Monday, 28 August 2017

Paper Summary - Data Ingestion for the Connected World

Data Ingestion for the Connected World
John Meehan, Cansu Aslantas, Stan Zdonik, Nesime Tatbul, Jiang Du


Businesses have been using “Big Data” applications to perform timely analytics to make real/near-real time decisions. Effectiveness of these analytics and decisions depends on how quickly necessary data can be extracted, transformed, and loaded from operational platform to analytical platform while ensuring correctness. According to the authors, it is challenging for these latency sensitive “Big Data” applications to do this via traditional ETL processes which are cumbersome and very slow. They propose a new architecture for ETL which they call streaming ETL. Streaming ETL can take the advantages of the push-based nature of a stream processing system.

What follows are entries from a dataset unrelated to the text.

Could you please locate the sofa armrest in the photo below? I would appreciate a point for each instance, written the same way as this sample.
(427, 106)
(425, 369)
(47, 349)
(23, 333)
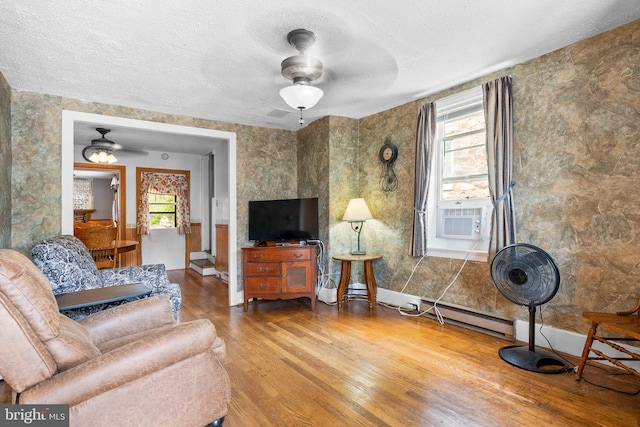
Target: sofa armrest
(126, 319)
(124, 364)
(153, 275)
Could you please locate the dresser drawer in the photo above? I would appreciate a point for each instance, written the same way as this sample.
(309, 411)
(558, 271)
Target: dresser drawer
(295, 253)
(266, 285)
(263, 269)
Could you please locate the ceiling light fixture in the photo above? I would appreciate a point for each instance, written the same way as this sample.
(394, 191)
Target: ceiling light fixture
(302, 70)
(101, 149)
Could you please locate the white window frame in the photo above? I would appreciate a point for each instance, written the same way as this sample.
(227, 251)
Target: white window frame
(455, 248)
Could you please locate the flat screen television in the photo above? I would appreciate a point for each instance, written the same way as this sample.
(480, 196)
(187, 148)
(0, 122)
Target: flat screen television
(282, 220)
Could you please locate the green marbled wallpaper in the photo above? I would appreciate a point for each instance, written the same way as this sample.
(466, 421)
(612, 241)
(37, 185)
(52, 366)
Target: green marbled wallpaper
(576, 113)
(576, 137)
(5, 163)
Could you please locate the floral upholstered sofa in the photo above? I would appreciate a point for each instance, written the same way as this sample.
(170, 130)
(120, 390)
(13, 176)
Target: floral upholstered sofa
(68, 265)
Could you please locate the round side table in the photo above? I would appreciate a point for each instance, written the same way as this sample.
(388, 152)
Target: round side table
(345, 275)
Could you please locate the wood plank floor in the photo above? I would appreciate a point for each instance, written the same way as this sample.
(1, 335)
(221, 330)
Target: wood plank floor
(290, 366)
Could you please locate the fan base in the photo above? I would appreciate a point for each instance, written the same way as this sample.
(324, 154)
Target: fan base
(541, 361)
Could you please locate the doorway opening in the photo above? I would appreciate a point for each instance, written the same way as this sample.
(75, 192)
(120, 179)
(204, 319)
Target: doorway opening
(71, 120)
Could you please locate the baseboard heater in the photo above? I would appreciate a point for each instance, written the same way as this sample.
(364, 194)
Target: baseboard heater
(469, 318)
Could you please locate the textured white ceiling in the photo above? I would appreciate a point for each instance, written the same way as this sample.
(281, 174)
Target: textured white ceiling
(220, 60)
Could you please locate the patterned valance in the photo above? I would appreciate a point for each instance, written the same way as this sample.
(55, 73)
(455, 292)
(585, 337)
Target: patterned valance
(164, 183)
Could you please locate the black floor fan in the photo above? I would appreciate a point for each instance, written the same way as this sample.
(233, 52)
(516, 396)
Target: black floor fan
(526, 275)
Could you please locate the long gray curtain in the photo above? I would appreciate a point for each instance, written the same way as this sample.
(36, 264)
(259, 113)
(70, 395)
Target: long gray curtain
(425, 136)
(498, 106)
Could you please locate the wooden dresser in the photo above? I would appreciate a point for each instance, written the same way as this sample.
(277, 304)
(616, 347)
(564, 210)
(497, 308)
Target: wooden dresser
(279, 272)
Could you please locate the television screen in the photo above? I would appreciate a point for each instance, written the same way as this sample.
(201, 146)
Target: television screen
(280, 220)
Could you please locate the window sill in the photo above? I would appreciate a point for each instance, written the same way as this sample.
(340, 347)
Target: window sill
(473, 255)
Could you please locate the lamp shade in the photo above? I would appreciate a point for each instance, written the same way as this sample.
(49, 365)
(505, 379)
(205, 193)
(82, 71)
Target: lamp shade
(301, 96)
(357, 210)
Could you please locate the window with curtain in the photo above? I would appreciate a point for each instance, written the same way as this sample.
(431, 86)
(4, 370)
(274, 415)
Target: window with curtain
(458, 204)
(464, 189)
(155, 189)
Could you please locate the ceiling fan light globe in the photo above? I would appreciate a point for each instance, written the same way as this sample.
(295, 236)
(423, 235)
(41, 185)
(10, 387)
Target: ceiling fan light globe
(301, 96)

In this paper, authors have proposed streaming ETL requirements. Streaming ETL must ensure the correctness and predictability of its results. At the same time, a streaming ETL system must be able to scale with the number of incoming data sources and process data in as timely as possible. They have divided the requirements into three categories:

  • ETL requirements
  • Streaming requirements
  • Infrastructure requirements

ETL Requirements (Data Collection + Bulk Loading + Heterogeneous Data Types)

In the case of streaming data sources, data must be collected, queued, and routed to the appropriate processing channels. A data collection mechanism should have the ability to transform traditional ETL data sources into streaming ETL sources. Data collection should scale with the number of data sources. A streaming ETL engine must have the ability to bulk load freshly transformed data into the data warehouse. Streaming ETL engine should have data routing capability to load semantically related data into multiple target systems.

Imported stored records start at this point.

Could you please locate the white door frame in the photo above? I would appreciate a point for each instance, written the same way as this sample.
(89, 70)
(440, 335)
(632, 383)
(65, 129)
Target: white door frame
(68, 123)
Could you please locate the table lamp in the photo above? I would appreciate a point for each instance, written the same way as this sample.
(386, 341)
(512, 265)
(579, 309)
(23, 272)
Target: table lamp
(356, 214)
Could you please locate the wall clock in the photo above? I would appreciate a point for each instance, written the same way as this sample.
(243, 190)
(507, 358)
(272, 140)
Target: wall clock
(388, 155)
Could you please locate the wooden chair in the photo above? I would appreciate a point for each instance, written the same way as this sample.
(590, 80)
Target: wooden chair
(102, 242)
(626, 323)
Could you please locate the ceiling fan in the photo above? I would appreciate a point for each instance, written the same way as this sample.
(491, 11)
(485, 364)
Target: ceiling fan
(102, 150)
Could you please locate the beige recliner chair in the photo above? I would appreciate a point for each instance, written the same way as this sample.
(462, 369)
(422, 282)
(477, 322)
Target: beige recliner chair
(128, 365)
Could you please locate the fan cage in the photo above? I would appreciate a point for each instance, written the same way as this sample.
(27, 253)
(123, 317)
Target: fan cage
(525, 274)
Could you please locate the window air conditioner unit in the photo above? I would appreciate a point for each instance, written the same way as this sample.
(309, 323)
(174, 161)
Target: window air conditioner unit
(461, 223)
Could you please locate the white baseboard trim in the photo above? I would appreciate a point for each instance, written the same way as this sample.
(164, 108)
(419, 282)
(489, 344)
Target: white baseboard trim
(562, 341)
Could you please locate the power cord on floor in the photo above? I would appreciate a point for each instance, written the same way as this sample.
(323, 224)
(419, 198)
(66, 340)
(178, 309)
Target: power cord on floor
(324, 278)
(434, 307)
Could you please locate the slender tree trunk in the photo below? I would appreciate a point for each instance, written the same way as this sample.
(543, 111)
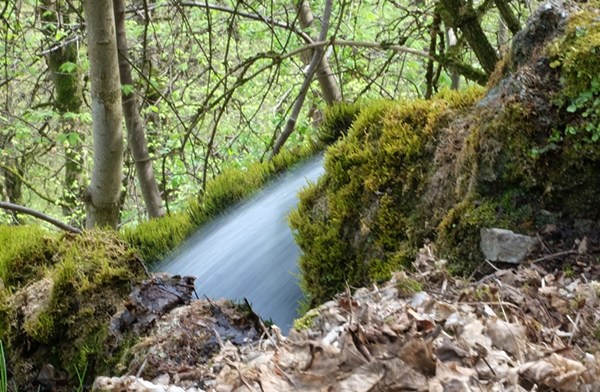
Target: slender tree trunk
(312, 67)
(327, 81)
(429, 76)
(460, 14)
(452, 42)
(102, 196)
(67, 99)
(508, 16)
(133, 121)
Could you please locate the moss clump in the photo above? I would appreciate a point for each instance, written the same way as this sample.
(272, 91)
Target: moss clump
(433, 169)
(306, 321)
(407, 286)
(157, 237)
(63, 318)
(355, 225)
(154, 239)
(24, 252)
(576, 54)
(338, 119)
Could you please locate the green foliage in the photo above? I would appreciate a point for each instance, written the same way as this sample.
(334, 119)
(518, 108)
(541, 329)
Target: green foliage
(458, 233)
(155, 238)
(306, 321)
(3, 370)
(407, 286)
(357, 224)
(63, 317)
(24, 252)
(337, 121)
(576, 54)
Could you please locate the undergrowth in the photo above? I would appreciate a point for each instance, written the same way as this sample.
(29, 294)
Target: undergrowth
(155, 238)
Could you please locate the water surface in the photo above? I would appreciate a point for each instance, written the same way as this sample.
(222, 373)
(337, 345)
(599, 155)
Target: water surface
(249, 252)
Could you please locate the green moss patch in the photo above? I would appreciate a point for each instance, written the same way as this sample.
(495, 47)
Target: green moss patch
(443, 169)
(24, 252)
(62, 318)
(154, 239)
(355, 225)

Streaming Requirements (Out-of-Order and Missing Tuples + Dataflow Ordering + Exactly-Once Processing)

When number of data sources and/or data volume is huge, there is a possibility that data may get out of time-stamp order and sometimes data can be missing altogether. Waiting for the things to be sorted out can introduce an unacceptable latency. Authors have proposed to use timeout value and predictive techniques (e.g. regression) to overcome these issues. To improve the performance, streaming ETL should break large batches into smaller ones and large operation also needs to be broken into a number of smaller operations. Streaming ETL must use ordering constraints to ensure that these smaller operations on smaller batches still produce the same result as their larger counter parts. Also, any data migration to and from the streaming ETL engine must occur once and only once.

Infrastructure Requirements (Local Storage + ACID Transactions + Scalability + Data Freshness and Latency)

Any ETL or data ingestion pipeline needs to maintain local storage for temporary staging of new batches of data while they are being prepared for loading into the backend data warehouse. Streaming ETL is no different. Having local storage will also help to ensure the correctness of temporal ordering and alignment of the data. Since streaming ETL engine will be processing multiple stream at once, and each dataflow instance may try to make modifications to the same state simultaneously, it is expected that streaming ETL must follow ACID transaction semantics. Streaming ETL must also ensure that scalability of data ingestion and data freshness.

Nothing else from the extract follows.